Мисс Джонсон засеменила за ней.

- Она ушла, говорю вам.

На лестничной площадке она схватила Хелен за плечо.

Хелен брезгливо посмотрела на ее огрубевшую от работы руку, словно это паук.

- Я бы не советовала вам касаться меня. - Несчастная горничная убрала руку. - Фидо! - Она дернула ручку спальни. - Сейчас же открой!

Изнутри ни звука.

- Она в типографии, - с запозданием придумала горничная.

- Фидо, ты не можешь вот так меня бросить! - крикнула Хелен, прижимаясь ртом к двери. - Поверить не могу, чтобы ты смогла написать мне так холодно и рассудочно! Джонсон, вам что, нечего делать?! - раздраженно набросилась она на горничную, но та не двинулась с места. Хелен снова повернулась к двери. - Фидо! Ты обвиняешь меня в том, что я вовлекла тебя в этот скандал, но я в этом не виновата. А как же я? Ведь я теряю все, что мне дорого. У меня отнято все, буквально все!

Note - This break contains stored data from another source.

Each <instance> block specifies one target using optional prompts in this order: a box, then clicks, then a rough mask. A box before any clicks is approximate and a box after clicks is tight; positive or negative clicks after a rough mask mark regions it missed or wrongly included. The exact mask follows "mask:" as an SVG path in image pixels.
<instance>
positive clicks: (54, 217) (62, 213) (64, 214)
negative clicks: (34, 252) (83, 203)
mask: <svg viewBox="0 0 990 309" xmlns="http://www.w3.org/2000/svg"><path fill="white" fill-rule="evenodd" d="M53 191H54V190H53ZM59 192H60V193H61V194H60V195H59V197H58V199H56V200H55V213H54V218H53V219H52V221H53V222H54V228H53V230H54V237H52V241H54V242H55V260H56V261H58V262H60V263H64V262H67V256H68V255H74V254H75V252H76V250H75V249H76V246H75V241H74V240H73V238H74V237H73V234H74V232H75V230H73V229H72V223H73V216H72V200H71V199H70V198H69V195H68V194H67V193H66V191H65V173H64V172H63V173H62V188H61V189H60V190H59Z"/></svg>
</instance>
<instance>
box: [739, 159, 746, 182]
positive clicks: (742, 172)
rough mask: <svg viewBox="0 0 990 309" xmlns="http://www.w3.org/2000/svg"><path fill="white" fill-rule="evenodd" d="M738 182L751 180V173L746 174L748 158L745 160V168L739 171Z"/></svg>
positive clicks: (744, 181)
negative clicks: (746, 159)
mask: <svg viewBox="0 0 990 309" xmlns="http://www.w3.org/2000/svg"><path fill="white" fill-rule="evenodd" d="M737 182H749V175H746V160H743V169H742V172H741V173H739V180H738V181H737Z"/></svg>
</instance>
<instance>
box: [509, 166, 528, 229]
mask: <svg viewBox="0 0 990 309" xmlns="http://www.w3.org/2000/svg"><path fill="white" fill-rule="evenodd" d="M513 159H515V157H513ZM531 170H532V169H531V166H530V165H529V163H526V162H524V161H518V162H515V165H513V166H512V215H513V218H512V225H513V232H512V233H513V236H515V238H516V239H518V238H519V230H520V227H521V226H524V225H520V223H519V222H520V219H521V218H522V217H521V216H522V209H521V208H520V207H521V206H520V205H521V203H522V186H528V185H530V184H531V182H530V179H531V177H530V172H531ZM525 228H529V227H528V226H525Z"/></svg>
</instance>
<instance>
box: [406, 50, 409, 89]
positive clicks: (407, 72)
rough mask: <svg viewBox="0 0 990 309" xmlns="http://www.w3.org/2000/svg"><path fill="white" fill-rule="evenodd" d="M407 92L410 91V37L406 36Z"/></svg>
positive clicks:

За дверью тишина, будто там прислушиваются; Хелен знает, что Фидо там, стоит перед окном или сидит, согнувшись на кровати, и хрипло дышит. (Хелен уверена, что если бы она не уделяла столько внимания своим легким, то с ними все было бы в порядке.)

- И ты называешь это дружбой?! - Она возмущена. - Захлопнуть передо мной дверь? Что ж, если ты попрекаешь меня моими словами, я могу сделать то же самое. "До тех пор, пока этот дом принадлежит мне, он и твой дом" - ты сказала мне это два дня назад! - Она ударила кулаком по дубовой двери. Ярость переполняет ее. - Ты - воплощенная честность и порядочность, да? Нет, дорогая моя, ты отъявленная лицемерка! И ты еще смеешь меня судить, хотя, несмотря на твои чопорные манеры, ты сделана из того же теста, что и я, и все наше женское племя. - Уголком глаза Хелен видела горничную и соображала, что можно при ней сказать. - Загляни в свое сердце, Фидо! - Теперь это яростный шепот. - В его скрытую пропасть, в тайны, которые ты ухитрилась похоронить в темноте своим трюком о "забывчивости" - ты можешь заглянуть в него и потом осуждать меня?

Наконец из-за двери донесся громкий непреклонный голос:

- Джонсон, немедленно выведи эту леди из дома!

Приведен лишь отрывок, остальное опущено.